Quite the day of firsts, wasn't it? 

:yay


----------



## Catching Fire (Apr 23, 2009)

Way to go! I just got mine about a week ago. It's a great feeling.


----------



## TallBoy (Jul 23, 2009)

Way to go! First of many!


----------



## tigerlilly (Mar 30, 2009)

congratulations 

/jealous


----------



## lastofthekews (May 11, 2009)

Good going, and welcome to the forums


----------



## Some Russian Guy (Mar 20, 2009)

yay!


----------



## shadowmask (Jun 22, 2009)

BWest said:


> It only took me 20 years, but I got my first kiss \ o /
> 
> Oh, and this is my first post so hello everybody.


Congrats!
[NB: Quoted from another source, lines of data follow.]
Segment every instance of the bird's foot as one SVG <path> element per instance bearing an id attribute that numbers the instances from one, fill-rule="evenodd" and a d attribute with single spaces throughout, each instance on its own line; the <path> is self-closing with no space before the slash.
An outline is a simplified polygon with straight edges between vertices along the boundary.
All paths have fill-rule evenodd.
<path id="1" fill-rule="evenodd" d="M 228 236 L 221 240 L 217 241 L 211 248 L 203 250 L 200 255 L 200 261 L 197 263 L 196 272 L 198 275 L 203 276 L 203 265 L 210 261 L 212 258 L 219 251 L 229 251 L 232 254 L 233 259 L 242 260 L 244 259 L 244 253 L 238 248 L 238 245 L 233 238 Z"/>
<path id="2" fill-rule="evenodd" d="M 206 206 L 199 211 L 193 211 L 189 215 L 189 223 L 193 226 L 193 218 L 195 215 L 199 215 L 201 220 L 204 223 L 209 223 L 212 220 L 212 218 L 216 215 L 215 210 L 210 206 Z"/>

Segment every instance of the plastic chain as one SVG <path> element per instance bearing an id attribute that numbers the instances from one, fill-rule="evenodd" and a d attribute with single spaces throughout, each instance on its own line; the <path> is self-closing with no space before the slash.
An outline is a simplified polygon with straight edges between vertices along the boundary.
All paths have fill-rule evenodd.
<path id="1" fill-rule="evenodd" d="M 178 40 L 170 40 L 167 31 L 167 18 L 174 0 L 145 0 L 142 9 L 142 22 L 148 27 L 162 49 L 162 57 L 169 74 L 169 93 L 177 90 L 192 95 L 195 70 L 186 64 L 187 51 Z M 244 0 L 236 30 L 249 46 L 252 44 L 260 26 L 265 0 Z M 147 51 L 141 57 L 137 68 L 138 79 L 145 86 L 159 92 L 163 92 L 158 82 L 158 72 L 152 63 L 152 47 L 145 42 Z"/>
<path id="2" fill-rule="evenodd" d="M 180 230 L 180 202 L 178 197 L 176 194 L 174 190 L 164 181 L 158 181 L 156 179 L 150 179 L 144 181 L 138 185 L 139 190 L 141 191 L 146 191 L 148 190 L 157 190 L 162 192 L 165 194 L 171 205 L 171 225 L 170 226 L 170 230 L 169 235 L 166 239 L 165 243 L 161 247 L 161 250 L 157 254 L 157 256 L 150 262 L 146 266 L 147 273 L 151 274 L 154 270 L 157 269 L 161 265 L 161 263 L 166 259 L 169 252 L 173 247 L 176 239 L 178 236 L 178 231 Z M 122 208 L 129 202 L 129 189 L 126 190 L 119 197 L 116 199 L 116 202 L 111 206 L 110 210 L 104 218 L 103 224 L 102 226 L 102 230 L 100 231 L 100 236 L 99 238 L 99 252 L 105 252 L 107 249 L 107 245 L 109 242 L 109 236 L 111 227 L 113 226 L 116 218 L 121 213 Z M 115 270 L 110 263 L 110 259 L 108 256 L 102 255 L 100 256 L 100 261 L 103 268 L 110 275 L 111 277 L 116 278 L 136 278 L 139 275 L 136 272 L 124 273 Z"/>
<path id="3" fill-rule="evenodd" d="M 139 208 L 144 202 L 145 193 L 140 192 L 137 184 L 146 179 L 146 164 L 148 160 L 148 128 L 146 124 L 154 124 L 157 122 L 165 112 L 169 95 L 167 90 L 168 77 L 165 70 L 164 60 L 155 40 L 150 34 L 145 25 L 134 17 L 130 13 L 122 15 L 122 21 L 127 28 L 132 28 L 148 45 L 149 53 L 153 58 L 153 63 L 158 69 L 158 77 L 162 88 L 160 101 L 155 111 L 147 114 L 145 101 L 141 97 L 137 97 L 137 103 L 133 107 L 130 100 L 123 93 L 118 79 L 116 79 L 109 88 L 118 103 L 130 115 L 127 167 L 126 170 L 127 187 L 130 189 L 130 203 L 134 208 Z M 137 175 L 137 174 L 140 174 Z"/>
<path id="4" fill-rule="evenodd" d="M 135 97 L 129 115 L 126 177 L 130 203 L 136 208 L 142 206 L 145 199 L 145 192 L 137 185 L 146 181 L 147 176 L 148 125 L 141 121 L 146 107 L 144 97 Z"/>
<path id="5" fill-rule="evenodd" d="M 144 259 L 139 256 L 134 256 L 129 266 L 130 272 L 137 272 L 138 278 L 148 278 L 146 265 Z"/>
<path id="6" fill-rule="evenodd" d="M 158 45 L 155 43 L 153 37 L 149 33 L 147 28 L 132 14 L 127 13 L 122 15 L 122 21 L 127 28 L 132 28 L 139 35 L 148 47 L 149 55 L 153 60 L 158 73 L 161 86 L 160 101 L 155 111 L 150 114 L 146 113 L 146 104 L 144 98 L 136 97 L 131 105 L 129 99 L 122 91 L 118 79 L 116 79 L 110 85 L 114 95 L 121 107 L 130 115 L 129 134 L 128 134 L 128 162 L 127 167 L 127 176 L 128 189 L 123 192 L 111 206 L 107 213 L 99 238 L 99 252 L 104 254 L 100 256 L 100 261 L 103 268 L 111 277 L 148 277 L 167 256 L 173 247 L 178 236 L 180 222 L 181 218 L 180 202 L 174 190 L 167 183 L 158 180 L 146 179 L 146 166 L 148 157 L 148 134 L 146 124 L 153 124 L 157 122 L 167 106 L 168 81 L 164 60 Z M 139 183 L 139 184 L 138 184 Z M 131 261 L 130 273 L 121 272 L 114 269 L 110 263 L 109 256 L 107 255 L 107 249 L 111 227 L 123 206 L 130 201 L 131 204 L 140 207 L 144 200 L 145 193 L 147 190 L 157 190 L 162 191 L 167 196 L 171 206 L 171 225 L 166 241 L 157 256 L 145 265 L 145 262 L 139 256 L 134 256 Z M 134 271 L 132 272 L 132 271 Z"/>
Hopefully there's plenty more where that came from.


----------



## DeeperUnderstanding (May 19, 2007)

Congratulations!


----------



## Recusant (May 4, 2009)

congrats bro, im 22 and did the same a month ago


----------



## Gary (Oct 19, 2008)

I had my first kiss at 20 too, then few days after the 2nd with another girl, then it took me 2 more years to get my 3rd kiss, the last 2 months have been makeout after makeout non-stop


----------



## leonardess (Jun 30, 2009)

congrats! well done - and welcome.


----------



## TheDaffodil (Jun 20, 2009)

Welcome!
That's awesome! I hope it was wonderful.


----------



## caflme (Jun 7, 2009)

Totally awesome


----------



## odicepaul (Jul 20, 2009)

:teethThe first is allways the best, but keep your head up anyway cause the rest is yet to come.


----------